There is a lot of talk about interconnection and how we associate with one another, and Hoffman does an incredible job of dropping in hints of uneasiness among the gentle relationship. Is Ela going to turn on Noé? What is Noé hiding and why is she alone? We rarely get sci-fi with women at the center, let alone with two women of color. You will not be able to take your eyes off of Melodie Wakivuamina and how she inhabits Ela. Just be careful that she isn’t also watching you.
It is important that we learn from our history, and Leylak is an immediate and sensitive example of that. Scott Aharoni and Dennis Latos’ film is simple in its storytelling and relies on the resilience of its characters.
Nadir Saribacak plays Yusef, a gravedigger working in Queens at the height of the pandemic. His young, teenage daughter, Renk, is eager to visit her mother in the hospital, but Yusef is hiding something from her that will change their lives.

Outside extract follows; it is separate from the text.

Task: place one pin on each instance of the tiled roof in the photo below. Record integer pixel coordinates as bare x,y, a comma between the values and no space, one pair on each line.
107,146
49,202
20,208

Aharoni and Latos filmed Leylak at the height of the pandemic in New York City, and they pay tribute to the frontline worker and those who put themselves most at risk in a time when there was no end in sight. It’s a beautifully rendered film that carries enormous weight without uttering many words. As the world opens up ad as we start to give way to normalcy again, we cannot forget how this moment in time affected us. We are resistant to films and television shows that show characters in masks or on Zoom, but it is vital to have art that incorporates the pandemic because it has changed us. It changed our world and how we live, and Leylak is an example of truthful storytelling about the pandemic.